Un tempo, prima della diffusione degli antibiotici, le piante con proprietà attive venivano utilizzate come vero e proprio medicinale: tra esse una delle più comuni era il sambuco, in particolare la varietà nota come Sambucus nigra – sambuco nero, che ancora oggi continua ad essere un elemento apprezzatissimo in campo fitoterapico, ma anche semplicemente alimentare.
Il sambuco è un arbusto molto comune nelle campagne italiane, che durante la primavera produce dei fiorellini piccoli e bianchi raggruppati ad ombrello, i quali lasciano poi il posto a grappoli di bacche nero-bluastre. Mentre tutte le parti della pianta sono tossiche, i fiori e le bacche sono commestibili, ma i semi all’interno dei frutti sono a loro volta da evitare, soprattutto se acerbi – tuttavia il consumo delle bacche avviene previa cottura, passaggio che ne neutralizza la tossicità.

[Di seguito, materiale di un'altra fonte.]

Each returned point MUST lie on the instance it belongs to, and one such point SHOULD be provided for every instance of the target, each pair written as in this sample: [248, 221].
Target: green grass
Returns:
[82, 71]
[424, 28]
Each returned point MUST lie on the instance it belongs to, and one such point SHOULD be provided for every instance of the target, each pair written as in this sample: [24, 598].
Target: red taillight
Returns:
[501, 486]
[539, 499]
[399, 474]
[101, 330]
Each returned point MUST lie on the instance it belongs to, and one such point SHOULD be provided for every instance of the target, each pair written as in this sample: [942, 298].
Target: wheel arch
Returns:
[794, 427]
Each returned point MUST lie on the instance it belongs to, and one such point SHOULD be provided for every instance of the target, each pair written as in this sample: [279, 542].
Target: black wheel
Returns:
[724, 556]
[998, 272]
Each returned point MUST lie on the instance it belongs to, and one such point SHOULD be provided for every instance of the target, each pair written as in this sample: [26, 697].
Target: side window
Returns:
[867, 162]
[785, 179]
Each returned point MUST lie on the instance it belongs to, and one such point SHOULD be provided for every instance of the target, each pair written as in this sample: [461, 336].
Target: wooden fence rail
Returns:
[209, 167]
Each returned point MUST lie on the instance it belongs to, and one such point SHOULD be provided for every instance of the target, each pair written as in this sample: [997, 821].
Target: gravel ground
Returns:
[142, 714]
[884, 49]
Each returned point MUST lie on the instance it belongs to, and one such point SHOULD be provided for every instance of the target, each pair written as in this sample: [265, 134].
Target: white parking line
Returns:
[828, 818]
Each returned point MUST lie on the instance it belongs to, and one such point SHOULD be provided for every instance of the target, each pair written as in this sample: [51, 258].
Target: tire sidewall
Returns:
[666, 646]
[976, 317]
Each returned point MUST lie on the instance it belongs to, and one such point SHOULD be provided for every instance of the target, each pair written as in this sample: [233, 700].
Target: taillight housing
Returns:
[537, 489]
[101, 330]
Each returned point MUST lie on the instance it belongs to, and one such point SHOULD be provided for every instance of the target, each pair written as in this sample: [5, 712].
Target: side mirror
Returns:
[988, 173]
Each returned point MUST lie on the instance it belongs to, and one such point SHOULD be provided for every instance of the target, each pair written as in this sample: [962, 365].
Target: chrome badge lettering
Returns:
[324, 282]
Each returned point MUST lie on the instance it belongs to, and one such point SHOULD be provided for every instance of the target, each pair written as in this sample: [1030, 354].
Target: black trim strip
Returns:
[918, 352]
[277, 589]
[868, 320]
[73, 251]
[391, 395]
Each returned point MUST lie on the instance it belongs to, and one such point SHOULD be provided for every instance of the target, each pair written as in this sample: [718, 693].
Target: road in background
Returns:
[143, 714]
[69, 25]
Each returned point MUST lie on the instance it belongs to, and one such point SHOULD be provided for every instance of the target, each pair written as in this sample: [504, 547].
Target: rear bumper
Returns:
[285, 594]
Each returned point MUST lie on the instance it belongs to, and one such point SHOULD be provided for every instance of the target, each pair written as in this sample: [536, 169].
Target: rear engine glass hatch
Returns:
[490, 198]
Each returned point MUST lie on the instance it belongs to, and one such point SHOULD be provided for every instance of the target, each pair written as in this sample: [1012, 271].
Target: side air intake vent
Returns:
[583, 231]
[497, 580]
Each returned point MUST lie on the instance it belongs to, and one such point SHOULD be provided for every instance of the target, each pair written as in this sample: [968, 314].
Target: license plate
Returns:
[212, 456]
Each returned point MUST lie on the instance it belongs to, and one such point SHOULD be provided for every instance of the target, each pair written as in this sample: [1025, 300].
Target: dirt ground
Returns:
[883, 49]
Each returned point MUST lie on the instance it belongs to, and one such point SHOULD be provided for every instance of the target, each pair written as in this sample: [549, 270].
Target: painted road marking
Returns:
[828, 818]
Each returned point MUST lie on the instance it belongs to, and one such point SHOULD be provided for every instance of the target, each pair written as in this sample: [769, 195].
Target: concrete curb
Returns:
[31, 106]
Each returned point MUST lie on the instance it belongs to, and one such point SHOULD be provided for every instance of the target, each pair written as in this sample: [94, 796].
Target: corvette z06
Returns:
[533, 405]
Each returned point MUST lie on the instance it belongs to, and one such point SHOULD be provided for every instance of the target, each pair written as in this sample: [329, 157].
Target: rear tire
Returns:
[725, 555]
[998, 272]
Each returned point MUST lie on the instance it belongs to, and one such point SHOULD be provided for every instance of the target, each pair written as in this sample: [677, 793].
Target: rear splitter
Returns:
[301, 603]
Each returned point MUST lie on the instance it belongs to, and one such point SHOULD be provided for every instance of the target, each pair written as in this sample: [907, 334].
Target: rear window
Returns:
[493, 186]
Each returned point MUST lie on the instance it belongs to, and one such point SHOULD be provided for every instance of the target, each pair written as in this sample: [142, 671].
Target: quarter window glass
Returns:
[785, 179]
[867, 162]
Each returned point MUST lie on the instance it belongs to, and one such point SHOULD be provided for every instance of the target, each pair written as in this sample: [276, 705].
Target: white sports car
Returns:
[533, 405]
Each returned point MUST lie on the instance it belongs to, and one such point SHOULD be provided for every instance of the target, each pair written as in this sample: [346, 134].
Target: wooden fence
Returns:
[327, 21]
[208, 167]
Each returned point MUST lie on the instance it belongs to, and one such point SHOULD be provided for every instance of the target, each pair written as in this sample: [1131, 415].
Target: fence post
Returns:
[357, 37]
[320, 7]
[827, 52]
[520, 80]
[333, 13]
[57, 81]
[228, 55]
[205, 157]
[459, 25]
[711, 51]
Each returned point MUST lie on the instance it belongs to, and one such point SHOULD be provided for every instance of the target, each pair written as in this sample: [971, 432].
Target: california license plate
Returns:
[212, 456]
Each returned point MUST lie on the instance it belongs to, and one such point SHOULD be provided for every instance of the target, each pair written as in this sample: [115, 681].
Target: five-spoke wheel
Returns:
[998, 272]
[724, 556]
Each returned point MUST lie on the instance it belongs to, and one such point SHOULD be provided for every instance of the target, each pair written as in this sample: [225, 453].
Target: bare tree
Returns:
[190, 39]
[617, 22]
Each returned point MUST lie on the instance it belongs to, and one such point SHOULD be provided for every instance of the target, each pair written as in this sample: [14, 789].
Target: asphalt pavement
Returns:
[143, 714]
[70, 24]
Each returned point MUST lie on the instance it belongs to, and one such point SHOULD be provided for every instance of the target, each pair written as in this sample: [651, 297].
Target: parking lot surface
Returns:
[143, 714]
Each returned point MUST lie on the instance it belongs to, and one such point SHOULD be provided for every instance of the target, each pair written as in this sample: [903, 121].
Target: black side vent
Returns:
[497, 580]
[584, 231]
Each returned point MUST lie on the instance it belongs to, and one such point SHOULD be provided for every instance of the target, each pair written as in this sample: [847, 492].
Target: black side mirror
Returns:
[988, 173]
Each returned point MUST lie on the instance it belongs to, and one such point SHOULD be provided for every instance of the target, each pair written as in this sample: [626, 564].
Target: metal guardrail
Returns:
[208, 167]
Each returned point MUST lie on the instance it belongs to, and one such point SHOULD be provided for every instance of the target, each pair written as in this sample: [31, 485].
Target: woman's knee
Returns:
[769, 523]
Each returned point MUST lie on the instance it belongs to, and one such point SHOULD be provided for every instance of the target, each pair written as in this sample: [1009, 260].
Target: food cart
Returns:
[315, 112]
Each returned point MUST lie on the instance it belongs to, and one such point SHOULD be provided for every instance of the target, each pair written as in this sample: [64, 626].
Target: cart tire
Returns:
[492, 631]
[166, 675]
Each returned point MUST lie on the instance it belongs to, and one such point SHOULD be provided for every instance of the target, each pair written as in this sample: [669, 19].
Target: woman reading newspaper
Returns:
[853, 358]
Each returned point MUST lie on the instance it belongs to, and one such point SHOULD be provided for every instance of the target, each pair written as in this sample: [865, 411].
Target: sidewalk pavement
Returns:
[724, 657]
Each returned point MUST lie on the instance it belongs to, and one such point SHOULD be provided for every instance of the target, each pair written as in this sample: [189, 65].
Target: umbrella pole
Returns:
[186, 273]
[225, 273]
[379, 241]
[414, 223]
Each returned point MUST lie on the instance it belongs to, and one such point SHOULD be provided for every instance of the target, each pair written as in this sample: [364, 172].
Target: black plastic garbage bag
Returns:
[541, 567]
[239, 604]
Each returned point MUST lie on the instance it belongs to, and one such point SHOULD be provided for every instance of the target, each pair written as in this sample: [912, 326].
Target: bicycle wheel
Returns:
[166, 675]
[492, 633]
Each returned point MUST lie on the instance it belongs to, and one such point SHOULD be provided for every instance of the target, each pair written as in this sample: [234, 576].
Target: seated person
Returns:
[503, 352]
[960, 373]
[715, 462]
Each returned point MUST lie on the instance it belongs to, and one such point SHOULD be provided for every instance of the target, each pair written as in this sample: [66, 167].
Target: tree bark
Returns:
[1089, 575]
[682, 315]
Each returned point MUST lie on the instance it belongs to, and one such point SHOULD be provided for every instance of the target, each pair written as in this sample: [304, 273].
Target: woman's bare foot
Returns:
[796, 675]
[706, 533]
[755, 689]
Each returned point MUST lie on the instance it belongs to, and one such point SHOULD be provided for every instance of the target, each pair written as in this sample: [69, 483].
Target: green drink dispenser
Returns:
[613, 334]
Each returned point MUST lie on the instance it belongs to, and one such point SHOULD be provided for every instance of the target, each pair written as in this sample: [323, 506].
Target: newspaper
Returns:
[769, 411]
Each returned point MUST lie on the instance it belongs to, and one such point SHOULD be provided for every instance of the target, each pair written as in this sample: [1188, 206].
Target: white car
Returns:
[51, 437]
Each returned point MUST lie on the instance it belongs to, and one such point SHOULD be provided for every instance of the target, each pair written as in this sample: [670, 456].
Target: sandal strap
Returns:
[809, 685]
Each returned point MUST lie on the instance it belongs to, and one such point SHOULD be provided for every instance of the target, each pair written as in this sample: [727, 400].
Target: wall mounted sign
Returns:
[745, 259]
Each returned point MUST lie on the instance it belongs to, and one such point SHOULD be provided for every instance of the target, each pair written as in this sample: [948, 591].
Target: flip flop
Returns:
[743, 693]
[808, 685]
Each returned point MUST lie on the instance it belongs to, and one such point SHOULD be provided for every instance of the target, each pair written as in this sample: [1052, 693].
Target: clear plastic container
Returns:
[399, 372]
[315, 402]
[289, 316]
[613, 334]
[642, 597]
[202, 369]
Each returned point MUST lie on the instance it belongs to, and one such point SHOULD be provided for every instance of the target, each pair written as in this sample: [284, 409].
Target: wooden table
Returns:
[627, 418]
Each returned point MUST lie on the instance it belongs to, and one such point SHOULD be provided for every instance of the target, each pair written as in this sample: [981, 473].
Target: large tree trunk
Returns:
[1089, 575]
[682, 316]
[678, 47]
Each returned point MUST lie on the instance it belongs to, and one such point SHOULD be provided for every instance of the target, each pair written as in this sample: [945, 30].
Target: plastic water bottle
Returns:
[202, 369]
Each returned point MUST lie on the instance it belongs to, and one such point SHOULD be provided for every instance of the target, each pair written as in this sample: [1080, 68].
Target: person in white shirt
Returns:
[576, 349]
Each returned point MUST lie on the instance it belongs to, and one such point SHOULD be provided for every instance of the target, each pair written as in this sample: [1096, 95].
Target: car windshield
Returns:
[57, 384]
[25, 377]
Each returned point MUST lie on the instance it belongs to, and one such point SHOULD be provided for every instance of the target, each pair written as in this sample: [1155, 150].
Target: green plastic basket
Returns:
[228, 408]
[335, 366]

Fiori e bacche non solo sono commestibili, ma hanno importanti risvolti erboristici. I fiorellini, solitamente assunti sotto forma di infusi o tisane, ma anche di olio essenziale (più raro) e tintura madre, e sono potenti diaforetici, utili per combattere stati influenzali, raffreddori e particolarmente noti per il loro effetto benefico sulle vie respiratorie, oltre ad essere lenitivi quando le mucose sono irritate. L’infuso di fiori di sambuco è quindi consigliato contro raffreddori e influenze stagionali, ma anche per lenire riniti allergiche. Altro importante rivolto dei fiori di questa pianta è quello diuretico, particolarmente efficace, e quindi depurativo. Ancora, con i fiori si realizza uno sciroppo dissetante da diluire in acqua, molto utilizzato nei paesi del nord e nell’arco alpino. Anche le bacche sono impiegate da secoli per le loro proprietà ma soprattutto per il loro sapore: è infatti ottima la marmellata che si ottiene dai frutti del sambuco, anche nota per le proprietà lassative decisamente efficaci.